Strona:Janina Zawisza-Krasucka - Anielka w mieście.pdf/73

Z Wikiźródeł, wolnej biblioteki
Ta strona została przepisana.

Przędzalnia jedwabiu! Jak skamieniała stanęła Anielka przy łóżku. Więc takie przędzalnie i w mieście bywają? Pani Kudelska pracowała w przędzalni! A gdzie mieszkał jej mąż? Wogóle skąd pochodziła? Anielka odrzuciła wtył głowę jakby pragnęła zebrać całą siłę młodzieńczości, aby dopomóc tej kobiecie przy wydostaniu się ze znienawidzonej fabryki. Usłyszała już jednak znowu głos pani Kudelskiej:
— Aniela także pracowała w przędzalni, prawda? Dla dzieci ta praca jest szczególnie ciężka. My, starzy musimy sobie dawać jakoś radę, bo nam już nic innego w życiu nie pozostało.

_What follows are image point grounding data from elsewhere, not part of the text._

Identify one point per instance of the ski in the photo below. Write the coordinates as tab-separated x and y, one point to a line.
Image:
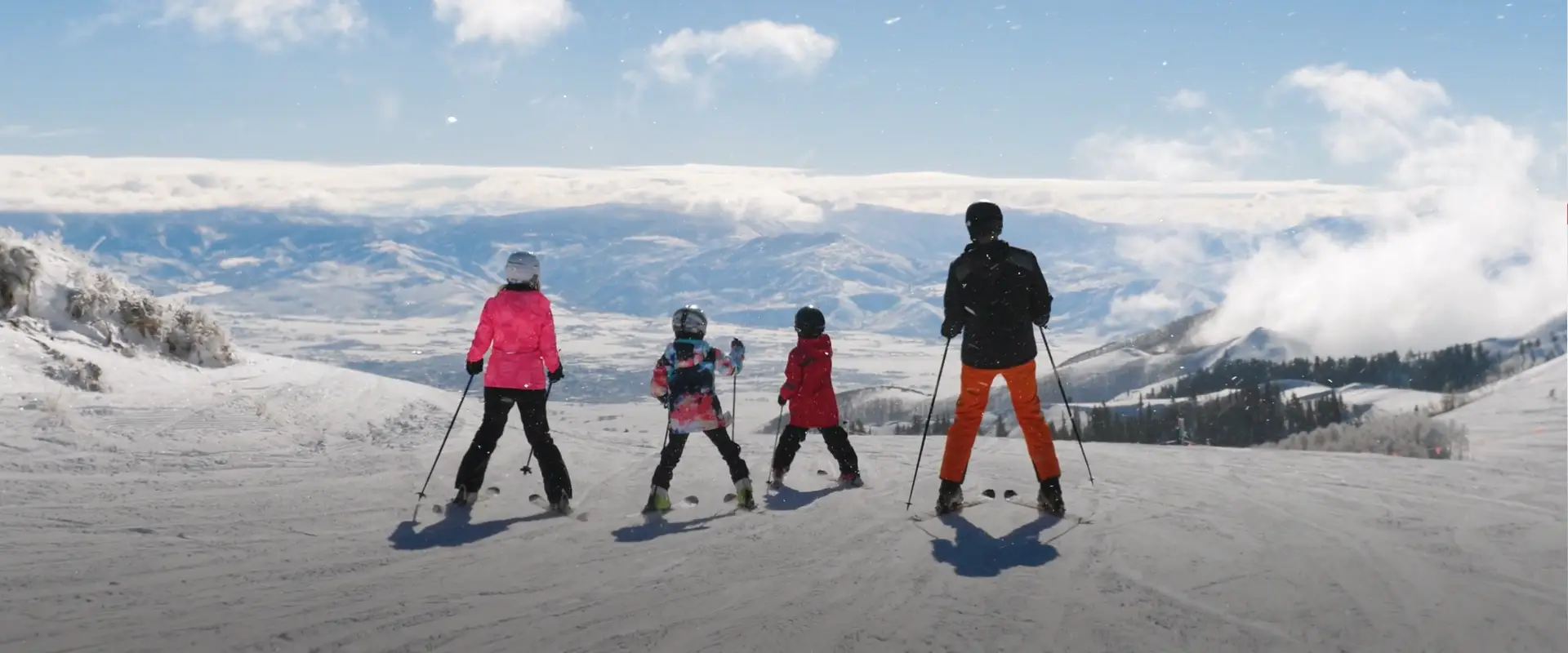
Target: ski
1013	499
686	503
441	508
985	495
857	482
572	513
733	497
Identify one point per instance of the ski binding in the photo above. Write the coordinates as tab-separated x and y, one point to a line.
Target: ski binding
985	495
571	513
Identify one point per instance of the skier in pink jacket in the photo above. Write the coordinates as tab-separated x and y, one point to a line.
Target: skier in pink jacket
518	329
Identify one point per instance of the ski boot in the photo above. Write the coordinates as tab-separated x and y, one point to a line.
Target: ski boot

Ale czy to wogóle było możliwe?
Przez maleńkie okienko w dachu wnikał do izdebki upojny zapach świeżej czekolady. Zapach ten zdawał się zasnuwać mgłą całe zrozumienie Anielki tych wszystkich rzeczy, o których ostatnio tak często myślała. Wszystko nagle prysło, jak sen. Anielka w tej chwili myślała jedynie o słodkiej doskonałej czekoladzie, którą tam, obok fabrykowano i której ona jeszcze nigdy nie kosztowała nawet. W tej chwili odczuła jakąś dziwną pustkę w żołądku.
— Myślę, że już pora nakrywać do stołu, — usprawiedliwiła się przed panią Kudelską. — Przyjdę tu znowu później, a do przędzalni wstąpię napewno.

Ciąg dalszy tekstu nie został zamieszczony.